The district court granted summary judgment of non-infringement to the alleged infringers, and that decision was affirmed at the Federal Circuit.  Now Soundview, the patentee, has moved to dismiss all pending counterclaims because the patent has expired and, in light of the summary judgment, the remaining counterclaims are moot.

One defendant, however, argued that its declaratory judgment counterclaim seeking a finding of inequitable conduct during reexamination is not moot because it is a basis for an award of attorneys fees under 35 U.S.C. § 285.

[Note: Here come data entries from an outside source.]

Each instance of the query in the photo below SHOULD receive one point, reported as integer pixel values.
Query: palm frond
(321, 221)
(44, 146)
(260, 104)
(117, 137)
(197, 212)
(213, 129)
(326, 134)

Connecticut District Court Judge Janet Bond Arterson determined that the counterclaim should be dismissed because there was no actual controversy remaining that would be sufficient to create subject matter jurisdiction:

Section 285 . . . is not an independent basis for jurisdiction, providing only that "the court in exceptional cases may award reasonable attorney fees to the prevailing party." Thus, Sharp is entitled to seek attorneys fees on the underlying litigation on which Sharp has prevailed, but cannot create more litigation that is otherwise moot merely to create an alternative basis for attorneys fees.

Case Dismissed.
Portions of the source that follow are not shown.